Business

Uncertainty over future of local stores as Debenhams considers CVA

Debenhams faces an uncertain future after auditors KPMG were called in to help draft emergency plans to save the retailer

DEPARTMENT store giant Debenhams faces an uncertain future after auditors KPMG were called in to help draft emergency plans to save the troubled retailer.

The store, which has five outlets in Northern Ireland at Belfast, Derry, Craigavon, Ballymena and Newry, is said to be considering a list of options including a company voluntary agreement (CVA), a controversial insolvency procedure used by struggling firms to shut under-performing shops.

If Debenhams charges ahead with a CVA, it would join a raft of retailers including New Look, Carpetright and Mothercare, who have opted for the restructuring tool despite anger from landlords who have argued it leaves them out of pocket. The news sent shares down more than 17 per cent in morning trading.

When asked if there were plans to close any of the Northern Ireland stores as part of the process a spokesperson for the company said:

"We have no announcements to make on any store closures in our estate."

"Like all companies, Debenhams frequently works with different advisers on various projects in the normal course of business," they added.
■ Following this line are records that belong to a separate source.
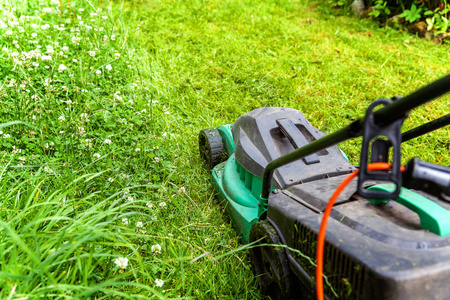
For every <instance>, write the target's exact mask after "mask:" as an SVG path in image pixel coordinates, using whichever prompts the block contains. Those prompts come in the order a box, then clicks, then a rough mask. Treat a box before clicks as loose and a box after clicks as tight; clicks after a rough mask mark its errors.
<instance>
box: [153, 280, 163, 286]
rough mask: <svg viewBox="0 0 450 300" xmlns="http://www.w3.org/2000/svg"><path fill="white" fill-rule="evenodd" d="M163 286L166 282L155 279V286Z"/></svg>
mask: <svg viewBox="0 0 450 300" xmlns="http://www.w3.org/2000/svg"><path fill="white" fill-rule="evenodd" d="M163 284H164V281H162V280H161V279H158V278H156V279H155V285H156V286H157V287H162V286H163Z"/></svg>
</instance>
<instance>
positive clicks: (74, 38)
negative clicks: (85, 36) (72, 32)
mask: <svg viewBox="0 0 450 300" xmlns="http://www.w3.org/2000/svg"><path fill="white" fill-rule="evenodd" d="M80 41H81V38H79V37H77V36H74V37H72V43H74V44H78V43H79V42H80Z"/></svg>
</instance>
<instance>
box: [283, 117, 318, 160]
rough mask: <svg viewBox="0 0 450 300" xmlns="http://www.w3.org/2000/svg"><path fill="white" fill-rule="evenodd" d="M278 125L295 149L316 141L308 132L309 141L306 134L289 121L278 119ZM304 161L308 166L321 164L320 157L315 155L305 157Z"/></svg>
mask: <svg viewBox="0 0 450 300" xmlns="http://www.w3.org/2000/svg"><path fill="white" fill-rule="evenodd" d="M277 124H278V127H279V128H280V130H281V132H282V133H283V134H284V135H285V136H286V137H287V138H288V139H289V141H290V142H291V144H292V146H294V148H295V149H297V148H300V147H302V146H305V145H307V144H308V143H310V142H311V140H312V139H314V138H313V137H312V135H311V134H310V133H309V132H308V134H307V135H308V137H309V139H310V141H308V140H307V139H306V136H305V134H304V133H303V132H302V131H301V130H300V129H299V128H297V126H295V124H294V122H292V121H291V120H289V119H278V120H277ZM303 161H304V162H305V164H307V165H310V164H315V163H319V162H320V160H319V157H318V156H317V154H315V153H313V154H311V155H308V156H305V157H303Z"/></svg>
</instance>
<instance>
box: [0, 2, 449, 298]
mask: <svg viewBox="0 0 450 300" xmlns="http://www.w3.org/2000/svg"><path fill="white" fill-rule="evenodd" d="M41 2H43V3H42V4H40V3H39V1H18V0H9V1H6V0H0V11H1V13H0V45H1V47H2V48H3V49H2V50H1V52H0V65H1V66H2V67H1V68H0V75H1V79H2V82H1V83H0V99H1V106H0V110H1V120H0V122H1V123H6V124H5V125H9V126H5V127H2V128H0V130H1V131H2V133H1V144H0V145H1V148H0V151H1V172H0V174H1V181H0V253H2V255H1V256H0V266H1V267H0V298H1V299H16V298H30V299H33V298H38V297H40V296H44V295H45V296H48V297H50V298H54V299H59V298H93V299H102V298H107V299H117V298H123V299H135V298H136V299H138V298H139V297H141V298H192V299H194V298H195V299H212V298H217V299H245V298H247V299H259V298H261V296H260V295H259V291H258V287H257V285H256V282H255V280H254V278H253V275H252V272H251V268H250V263H249V258H248V253H247V249H246V247H242V244H241V243H240V240H239V237H238V236H237V234H236V233H235V231H234V229H233V227H232V226H231V224H230V219H229V218H228V217H227V216H226V215H225V214H224V207H223V206H222V205H220V203H219V201H218V200H217V199H216V198H215V196H214V191H213V189H212V187H211V185H210V182H209V174H208V173H207V172H206V171H205V170H204V169H203V168H202V165H201V161H200V159H199V156H198V147H197V135H198V132H199V130H201V129H204V128H211V127H217V126H219V125H222V124H229V123H233V122H234V121H235V120H236V118H238V117H239V116H240V115H242V114H244V113H246V112H248V111H250V110H252V109H255V108H258V107H261V106H285V107H292V108H296V109H299V110H301V111H302V112H303V113H304V114H305V116H306V117H307V118H308V119H309V121H310V122H311V123H312V124H313V125H315V126H316V127H318V128H319V129H321V130H323V131H325V132H327V133H331V132H333V131H334V130H337V129H339V128H341V127H342V126H345V125H347V124H349V123H350V122H351V121H352V120H355V119H356V118H359V117H361V116H362V115H363V114H364V110H365V108H366V107H367V106H368V105H369V103H370V102H372V101H373V100H375V99H377V98H381V97H392V96H394V95H406V94H408V93H410V92H412V91H414V90H415V89H417V88H419V87H421V86H423V85H425V84H426V83H428V82H431V81H433V80H435V79H438V78H440V77H442V76H444V75H446V74H447V73H449V71H450V68H449V65H448V61H450V51H449V50H450V48H449V47H448V46H445V45H444V46H442V45H441V46H436V45H434V44H433V43H431V42H427V41H424V40H420V39H418V38H416V37H413V36H411V35H409V34H406V33H402V32H398V31H396V30H393V29H390V28H378V27H377V26H376V25H375V24H372V23H370V22H369V21H367V20H359V19H357V18H355V17H352V16H348V15H346V14H344V13H342V12H339V11H330V9H329V8H327V7H325V6H322V5H319V4H316V3H311V2H309V1H247V0H244V1H237V0H233V1H231V0H229V1H227V0H225V1H216V0H212V1H194V0H192V1H191V0H186V1H127V2H124V3H122V2H119V1H114V2H107V1H97V2H91V1H87V0H85V1H82V0H73V1H64V0H62V1H61V2H59V1H53V0H52V1H41ZM61 4H62V5H61ZM46 24H48V26H47V25H46ZM63 25H64V26H63ZM449 103H450V101H449V97H448V96H447V97H445V98H441V99H440V101H439V102H433V103H430V104H428V105H426V106H425V107H423V108H421V109H418V110H417V111H413V112H411V118H410V119H408V121H407V122H406V123H405V129H408V128H411V127H413V126H415V125H418V124H421V123H424V122H426V121H427V120H431V119H433V118H436V117H439V116H441V115H444V114H448V113H449V110H450V109H449V107H450V105H449ZM12 121H21V122H23V123H18V124H17V123H16V124H8V122H12ZM449 137H450V131H449V129H441V130H440V131H438V132H436V133H433V134H429V135H427V136H424V137H421V138H418V139H417V140H415V141H411V142H409V143H406V144H405V145H404V147H403V161H404V162H406V161H407V160H408V159H409V158H411V157H412V156H418V157H419V158H421V159H422V160H426V161H430V162H435V163H440V164H443V165H449V164H450V158H449V155H448V153H449V145H450V142H449V141H450V138H449ZM359 145H360V140H354V141H349V142H347V143H344V144H342V145H340V146H341V148H342V149H343V150H344V151H346V152H347V154H348V155H349V156H350V159H351V161H352V162H353V163H355V164H358V157H359ZM241 247H242V248H241Z"/></svg>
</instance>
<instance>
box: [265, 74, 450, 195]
mask: <svg viewBox="0 0 450 300" xmlns="http://www.w3.org/2000/svg"><path fill="white" fill-rule="evenodd" d="M449 91H450V74H449V75H447V76H445V77H443V78H441V79H439V80H436V81H435V82H433V83H431V84H429V85H427V86H425V87H423V88H421V89H419V90H417V91H415V92H413V93H412V94H410V95H408V96H406V97H404V98H401V99H399V100H396V101H394V102H393V103H391V104H390V105H388V106H386V107H384V108H382V109H380V110H377V111H376V112H374V115H373V116H374V122H375V124H377V125H378V126H380V127H383V126H386V125H389V124H391V123H393V122H395V121H396V120H398V119H401V118H404V117H405V116H406V115H407V114H408V112H409V111H410V110H411V109H414V108H416V107H418V106H420V105H423V104H425V103H427V102H429V101H431V100H433V99H435V98H437V97H439V96H442V95H444V94H445V93H447V92H449ZM363 125H364V118H360V119H358V120H356V121H354V122H352V123H351V124H349V125H347V126H346V127H344V128H342V129H339V130H338V131H336V132H333V133H331V134H329V135H327V136H324V137H322V138H320V139H318V140H315V141H313V142H311V143H309V144H307V145H305V146H303V147H301V148H298V149H296V150H294V151H292V152H290V153H288V154H286V155H283V156H280V157H279V158H277V159H274V160H273V161H271V162H270V163H269V164H268V165H267V166H266V168H265V169H264V175H263V186H262V193H261V197H262V198H264V199H267V198H269V193H270V187H271V181H272V177H273V171H274V170H275V169H277V168H279V167H281V166H284V165H286V164H288V163H290V162H293V161H296V160H298V159H300V158H303V157H305V156H307V155H310V154H312V153H314V152H317V151H319V150H321V149H324V148H328V147H330V146H333V145H336V144H338V143H341V142H343V141H346V140H348V139H351V138H355V137H358V136H361V135H362V133H363Z"/></svg>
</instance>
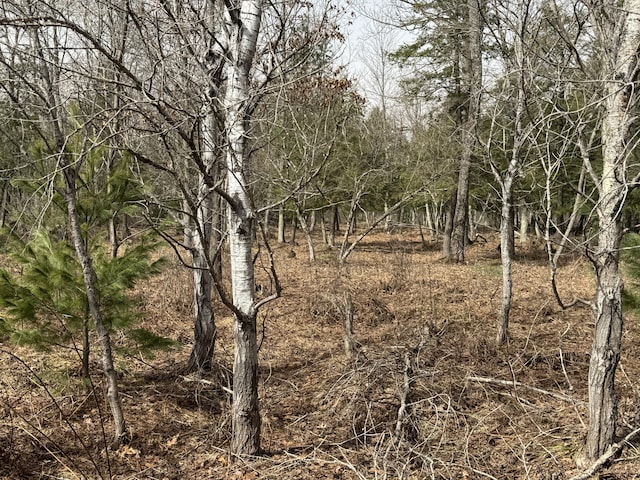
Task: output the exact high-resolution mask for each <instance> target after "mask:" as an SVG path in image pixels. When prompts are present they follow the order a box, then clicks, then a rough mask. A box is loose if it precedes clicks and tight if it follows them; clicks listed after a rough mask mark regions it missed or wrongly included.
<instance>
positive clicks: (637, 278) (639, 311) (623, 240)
mask: <svg viewBox="0 0 640 480" xmlns="http://www.w3.org/2000/svg"><path fill="white" fill-rule="evenodd" d="M621 260H622V261H621V264H622V270H623V273H624V277H625V283H624V290H623V291H622V303H623V307H624V309H625V310H626V311H631V312H633V313H635V314H636V315H640V235H639V234H637V233H628V234H626V235H625V236H624V239H623V241H622V255H621Z"/></svg>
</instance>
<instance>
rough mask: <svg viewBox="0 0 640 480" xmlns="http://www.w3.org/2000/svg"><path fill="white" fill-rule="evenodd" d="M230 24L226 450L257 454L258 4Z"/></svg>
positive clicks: (258, 428) (248, 10)
mask: <svg viewBox="0 0 640 480" xmlns="http://www.w3.org/2000/svg"><path fill="white" fill-rule="evenodd" d="M228 14H229V16H230V20H231V22H230V23H231V25H229V27H230V28H231V32H230V38H231V39H232V40H231V42H230V51H229V53H228V55H229V57H230V63H229V65H228V69H227V78H228V80H227V82H228V83H227V94H226V98H225V102H224V103H225V113H226V132H227V140H228V150H227V162H226V163H227V195H228V197H229V200H230V202H231V205H230V208H229V259H230V269H231V285H232V292H233V295H232V297H233V305H234V308H235V312H234V313H235V315H234V341H235V355H234V362H233V406H232V439H231V452H232V453H233V454H235V455H255V454H257V453H259V451H260V423H261V421H260V412H259V405H258V347H257V339H256V311H255V282H254V270H253V258H252V252H251V247H252V243H253V229H254V217H255V212H254V211H253V208H252V205H251V200H250V198H249V192H248V191H247V187H248V183H247V180H246V178H245V174H246V172H247V169H248V165H247V163H248V156H247V148H246V139H247V122H248V120H249V118H248V117H249V114H248V112H247V107H248V102H249V73H250V68H251V65H252V62H253V59H254V56H255V50H256V43H257V39H258V32H259V30H260V21H261V17H262V2H260V1H257V0H245V1H242V2H240V10H239V18H237V19H234V15H237V14H238V11H234V12H228Z"/></svg>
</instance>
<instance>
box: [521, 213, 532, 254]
mask: <svg viewBox="0 0 640 480" xmlns="http://www.w3.org/2000/svg"><path fill="white" fill-rule="evenodd" d="M519 213H520V228H519V234H520V243H521V244H525V243H528V242H529V222H530V218H531V213H530V212H529V209H528V208H527V207H526V206H525V205H522V206H521V207H520V209H519Z"/></svg>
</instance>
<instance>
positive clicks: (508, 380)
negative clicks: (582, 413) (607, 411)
mask: <svg viewBox="0 0 640 480" xmlns="http://www.w3.org/2000/svg"><path fill="white" fill-rule="evenodd" d="M467 380H470V381H472V382H480V383H493V384H495V385H505V386H507V387H521V388H524V389H526V390H531V391H532V392H537V393H542V394H544V395H549V396H550V397H553V398H557V399H558V400H562V401H563V402H569V403H573V404H579V405H586V403H585V402H583V401H581V400H576V399H575V398H573V397H571V396H569V395H565V394H563V393H557V392H551V391H549V390H543V389H542V388H537V387H532V386H530V385H525V384H524V383H521V382H516V381H515V380H499V379H497V378H489V377H467Z"/></svg>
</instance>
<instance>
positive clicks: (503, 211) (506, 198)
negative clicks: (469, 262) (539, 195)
mask: <svg viewBox="0 0 640 480" xmlns="http://www.w3.org/2000/svg"><path fill="white" fill-rule="evenodd" d="M505 183H506V182H505ZM505 183H503V185H502V210H501V216H500V260H501V262H502V305H501V306H500V315H499V317H498V334H497V335H496V343H497V344H498V345H502V344H504V343H505V342H506V341H507V340H508V339H509V314H510V312H511V302H512V298H513V295H512V291H513V280H512V275H511V264H512V260H513V257H512V247H511V242H512V239H513V224H512V222H511V219H512V218H513V217H512V208H511V195H512V194H511V182H508V183H506V184H505Z"/></svg>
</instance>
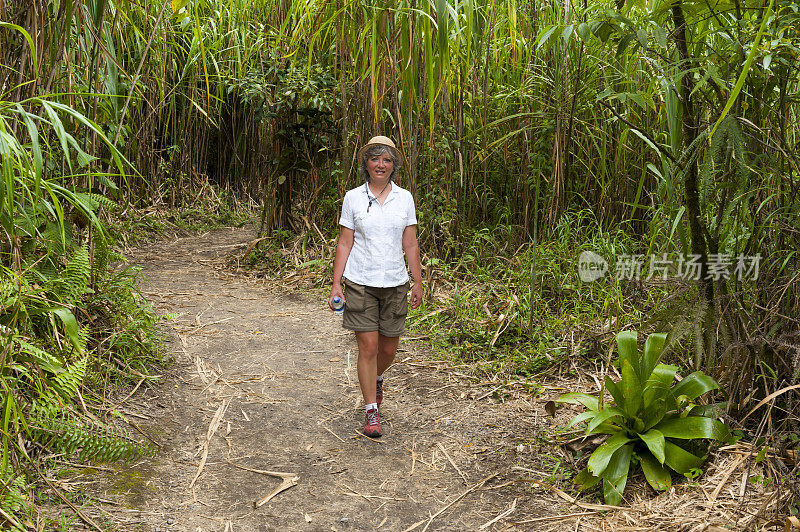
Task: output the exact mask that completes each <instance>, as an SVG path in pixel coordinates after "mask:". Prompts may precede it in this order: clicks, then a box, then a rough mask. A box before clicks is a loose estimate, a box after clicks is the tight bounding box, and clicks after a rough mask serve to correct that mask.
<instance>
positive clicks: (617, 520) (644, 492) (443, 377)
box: [69, 229, 741, 531]
mask: <svg viewBox="0 0 800 532" xmlns="http://www.w3.org/2000/svg"><path fill="white" fill-rule="evenodd" d="M253 238H255V236H254V234H251V231H249V230H246V229H245V230H241V229H239V230H229V229H225V230H218V231H214V232H211V233H205V234H200V235H191V236H186V237H181V238H176V239H174V240H170V241H165V242H160V243H157V244H153V245H151V246H149V247H146V248H144V249H141V250H138V251H136V252H135V253H133V261H135V262H137V263H138V264H140V265H141V266H142V267H143V272H144V282H143V286H142V290H143V293H144V295H145V296H146V297H147V298H148V299H149V300H150V301H151V302H152V304H153V305H154V307H155V308H156V310H157V311H159V312H161V313H169V314H172V315H174V316H176V317H175V318H174V319H172V320H171V322H170V324H171V331H170V336H171V339H170V341H169V343H168V345H169V346H170V349H171V351H172V353H173V356H174V358H175V364H174V365H173V366H172V367H171V368H170V369H169V370H167V371H165V372H164V380H163V382H162V383H161V384H159V385H157V386H154V387H146V386H142V387H141V388H140V389H139V390H138V391H137V393H136V394H133V395H132V396H131V397H130V398H128V399H127V400H126V401H125V402H124V403H123V404H122V405H121V406H120V409H121V411H122V412H123V413H124V415H125V416H127V418H128V419H129V421H130V422H131V424H132V425H134V426H135V427H136V428H137V430H139V431H140V432H141V433H142V434H145V435H147V437H148V438H149V439H151V440H152V441H153V443H154V444H156V445H157V446H158V447H159V448H160V453H158V455H156V456H155V457H148V458H145V459H143V460H141V461H139V462H137V463H135V464H133V465H131V466H125V465H112V468H113V469H112V468H102V469H99V470H96V471H92V474H91V475H86V476H82V477H79V478H78V479H73V480H72V481H69V482H71V483H72V485H73V487H77V486H82V487H83V488H84V489H86V490H87V492H88V494H89V495H90V496H91V497H93V498H94V499H95V500H97V501H99V502H100V503H102V506H101V507H99V506H89V508H88V509H87V508H86V507H84V512H86V513H88V514H91V515H92V516H93V517H95V520H96V521H97V522H100V523H105V524H106V525H107V526H108V528H109V529H113V530H161V531H167V530H175V531H179V530H180V531H183V530H186V531H189V530H191V531H197V530H218V531H227V530H375V529H381V530H479V529H482V530H504V529H507V528H511V529H517V530H575V527H576V526H578V527H579V529H585V530H592V529H596V530H601V529H602V528H601V527H604V526H608V525H609V524H613V523H615V522H616V523H617V524H618V525H619V526H630V525H631V524H630V523H624V521H625V517H624V515H626V514H627V515H629V516H630V515H634V516H639V518H641V517H644V515H643V514H642V512H643V509H645V510H646V515H649V516H650V517H651V518H652V519H657V520H658V519H661V520H662V521H658V522H667V521H665V520H671V521H669V522H671V523H673V524H674V525H675V526H670V527H665V528H664V529H675V530H683V529H684V528H683V527H682V525H681V526H679V525H677V524H675V523H676V522H677V521H676V516H678V515H679V514H680V512H678V513H675V512H660V508H661V507H662V506H663V505H664V504H665V503H668V502H669V501H681V500H683V499H681V497H682V496H683V495H681V496H680V497H677V498H675V497H672V498H670V499H664V498H658V499H655V500H650V493H649V492H648V491H646V490H647V488H646V487H645V486H644V485H643V481H640V484H642V486H640V489H637V490H636V492H637V495H636V497H637V499H639V498H641V497H640V495H642V496H644V495H646V498H645V499H644V500H643V501H640V502H639V503H637V505H638V507H633V508H630V509H627V510H626V511H623V512H616V511H611V512H605V513H604V512H603V511H604V510H613V507H609V506H604V505H601V504H596V503H590V502H586V503H580V502H579V503H578V505H577V506H576V505H574V504H569V502H568V501H570V500H574V499H572V496H570V495H568V494H567V493H565V492H564V491H562V490H561V489H559V488H558V486H559V485H561V486H562V488H564V489H567V488H566V487H564V485H563V484H561V482H563V480H564V479H565V478H568V477H570V476H571V474H572V472H573V466H572V465H571V463H570V462H571V458H570V453H569V452H567V451H565V450H564V449H562V448H560V447H559V446H558V445H557V444H556V443H554V442H553V441H552V439H554V438H555V433H556V429H557V426H559V425H560V426H563V425H564V424H566V421H567V419H568V417H569V415H568V414H569V410H568V409H564V410H563V411H559V412H558V413H557V415H556V418H550V417H548V416H547V415H546V414H545V410H544V408H543V405H544V404H545V403H546V402H547V401H548V400H550V399H554V398H555V397H557V395H558V394H559V393H561V392H564V391H567V390H569V389H578V388H583V389H586V390H587V391H596V390H595V389H594V388H590V387H586V386H581V385H580V384H579V383H577V382H575V383H572V384H570V385H560V386H549V385H548V386H545V387H544V390H545V391H544V393H543V394H542V396H541V397H539V398H534V397H532V396H531V395H529V394H528V393H526V392H518V391H511V390H510V388H509V387H511V385H512V384H513V383H509V384H508V385H504V384H503V382H501V381H497V382H496V383H487V382H476V380H477V379H476V378H474V377H472V376H470V375H468V374H467V373H464V372H463V371H462V370H460V369H459V368H458V367H457V366H451V365H450V364H449V363H446V362H442V361H435V360H429V359H428V358H426V356H425V354H424V350H425V345H424V343H423V342H420V341H419V340H418V339H417V340H415V339H414V338H407V339H405V340H403V342H402V343H401V349H400V352H399V353H398V360H397V363H396V365H394V366H393V367H392V368H391V369H390V370H389V372H388V373H387V380H386V400H385V403H384V411H385V419H386V423H385V437H384V438H383V439H382V440H380V441H375V440H371V439H368V438H366V437H363V436H362V435H361V434H359V433H358V428H359V427H360V416H361V414H362V405H361V396H360V393H359V390H358V379H357V376H356V370H355V355H356V346H355V343H354V340H353V339H352V337H351V334H350V333H349V332H347V331H344V330H342V329H341V327H340V323H339V321H338V318H336V317H335V315H334V314H333V313H332V312H330V311H329V310H328V309H327V307H326V305H325V302H324V298H320V297H316V296H314V295H313V294H311V295H309V294H307V293H295V292H290V291H289V292H287V291H286V290H285V289H283V288H282V289H276V288H275V287H271V286H269V285H268V284H267V283H265V282H264V281H263V280H255V279H249V278H246V277H242V276H239V275H236V274H233V273H231V272H229V271H227V270H225V268H224V262H225V256H226V255H227V254H229V253H231V252H232V251H236V250H244V249H246V247H247V245H249V243H250V242H251V241H252V239H253ZM562 384H563V383H562ZM584 384H585V382H584ZM487 392H488V393H487ZM122 393H123V392H121V394H122ZM126 395H128V394H127V393H126V394H125V395H123V396H122V397H125V396H126ZM498 398H499V400H498ZM727 463H728V464H730V462H727ZM739 465H741V460H739V461H737V463H736V464H734V466H739ZM734 469H735V467H734ZM731 472H732V470H731V471H728V472H727V476H726V477H725V478H723V479H722V481H723V484H724V482H725V480H727V478H728V476H730V474H731ZM720 473H725V471H720ZM715 478H717V481H718V480H719V478H720V477H719V476H718V475H716V476H715ZM632 482H635V481H633V480H632ZM695 491H696V490H695ZM715 495H719V500H717V501H716V502H714V503H713V505H709V507H708V508H706V509H705V510H704V511H703V510H700V511H701V513H702V512H705V513H704V514H703V515H705V516H706V517H707V518H708V522H722V523H724V522H726V521H724V520H723V521H720V520H719V518H718V514H716V513H715V512H716V511H717V510H719V509H724V510H725V511H731V512H733V513H732V514H731V515H735V510H728V508H729V505H728V504H727V502H728V499H727V497H726V496H725V491H724V490H723V491H722V492H719V491H718V492H716V493H715ZM692 497H693V498H697V493H694V494H693V495H692ZM734 502H735V501H734ZM698 508H702V505H701V504H699V503H698V504H696V505H694V507H693V508H691V512H692V513H693V514H694V515H697V512H698V511H699V510H698ZM89 509H91V511H89ZM684 511H685V510H684ZM709 516H717V517H716V518H715V519H711V518H710V517H709ZM642 522H643V523H648V521H642ZM653 522H654V521H652V520H651V521H649V523H653ZM682 522H683V524H686V523H689V522H692V523H694V524H696V523H697V522H696V521H695V520H689V521H687V520H682ZM648 526H650V525H648ZM481 527H482V528H481ZM627 529H630V530H646V529H647V527H646V526H645V528H627ZM686 530H688V529H686Z"/></svg>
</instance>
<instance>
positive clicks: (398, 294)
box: [392, 283, 410, 320]
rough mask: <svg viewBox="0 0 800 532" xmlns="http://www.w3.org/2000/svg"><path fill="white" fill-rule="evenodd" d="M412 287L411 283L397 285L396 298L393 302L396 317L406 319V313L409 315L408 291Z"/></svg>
mask: <svg viewBox="0 0 800 532" xmlns="http://www.w3.org/2000/svg"><path fill="white" fill-rule="evenodd" d="M409 289H410V285H409V284H408V283H405V284H403V285H400V286H398V287H397V291H396V292H395V298H394V301H393V302H392V306H393V307H394V308H393V309H392V311H393V312H392V313H393V314H394V317H395V319H399V320H404V319H405V318H406V315H408V291H409Z"/></svg>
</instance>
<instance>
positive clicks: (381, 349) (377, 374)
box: [372, 334, 400, 388]
mask: <svg viewBox="0 0 800 532" xmlns="http://www.w3.org/2000/svg"><path fill="white" fill-rule="evenodd" d="M399 343H400V338H399V337H391V336H384V335H382V334H378V373H377V375H383V372H384V371H386V370H387V369H389V366H391V365H392V362H394V356H395V355H396V354H397V345H398V344H399ZM377 375H376V378H377ZM372 380H373V381H374V380H375V379H372ZM373 388H374V386H373Z"/></svg>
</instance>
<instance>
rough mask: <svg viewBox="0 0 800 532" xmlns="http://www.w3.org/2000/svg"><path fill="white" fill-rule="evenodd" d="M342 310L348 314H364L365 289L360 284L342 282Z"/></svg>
mask: <svg viewBox="0 0 800 532" xmlns="http://www.w3.org/2000/svg"><path fill="white" fill-rule="evenodd" d="M344 299H345V303H344V308H345V311H350V312H364V310H365V309H366V306H367V304H366V294H365V289H364V287H363V286H361V285H360V284H355V283H351V282H350V281H345V282H344Z"/></svg>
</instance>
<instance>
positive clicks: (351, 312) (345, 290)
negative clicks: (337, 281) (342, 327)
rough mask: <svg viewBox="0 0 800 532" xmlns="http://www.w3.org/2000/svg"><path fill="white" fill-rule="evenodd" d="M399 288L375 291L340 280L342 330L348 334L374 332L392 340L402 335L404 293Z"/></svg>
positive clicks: (406, 307) (403, 324) (396, 287)
mask: <svg viewBox="0 0 800 532" xmlns="http://www.w3.org/2000/svg"><path fill="white" fill-rule="evenodd" d="M409 288H410V285H409V284H408V283H407V282H406V283H405V284H402V285H400V286H393V287H389V288H375V287H372V286H364V285H360V284H356V283H353V282H351V281H348V280H347V279H345V280H344V297H345V305H344V319H343V320H342V327H344V328H345V329H349V330H351V331H359V332H367V331H378V332H379V333H380V334H382V335H384V336H391V337H396V336H400V335H402V334H403V333H404V332H406V314H408V290H409Z"/></svg>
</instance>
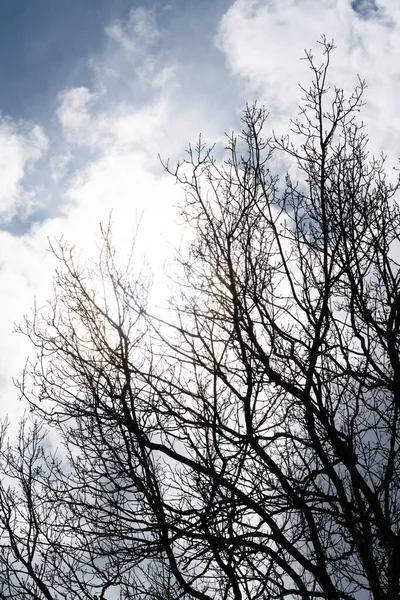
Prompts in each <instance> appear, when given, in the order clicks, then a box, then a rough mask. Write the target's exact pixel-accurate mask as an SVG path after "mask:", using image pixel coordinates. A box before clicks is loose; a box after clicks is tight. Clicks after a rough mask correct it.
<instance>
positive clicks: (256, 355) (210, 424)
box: [1, 39, 400, 600]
Debenhams has said it expects full-year pre-tax profits of around £33m before exceptional items, which is within the current market range of £31m to £36.5m.

Underlying earnings are forecast to come in at £157m, with net debt of approximately £320m.

Chairman Ian Cheshire reiterated that the board is continuing to work with its advisers "on longer term options, which include strengthening our balance sheet and reviewing non-core assets".

In January Debenhams announced plans to ramp up efficiency savings, with another £10m earmarked for this financial year and £20m extra annually.

Chief executive Sergio Bucher, who is leading the shake-up, then went on to slash 320 store management roles in February.

In June, the company issued its third profit warning this year as trading came in "below plan", while last month the company said it would swing the axe on up to 90 staff at its fashion and home departments as part of the cost-cutting drive.

Debenhams is also the subject of takeover talk, with speculation building that Mike Ashley is set to merge it with his newly acquired House of Fraser. Mr Ashley owns just under 30 per cent of Debenhams, close to the threshold at which he must launch an official takeover bid.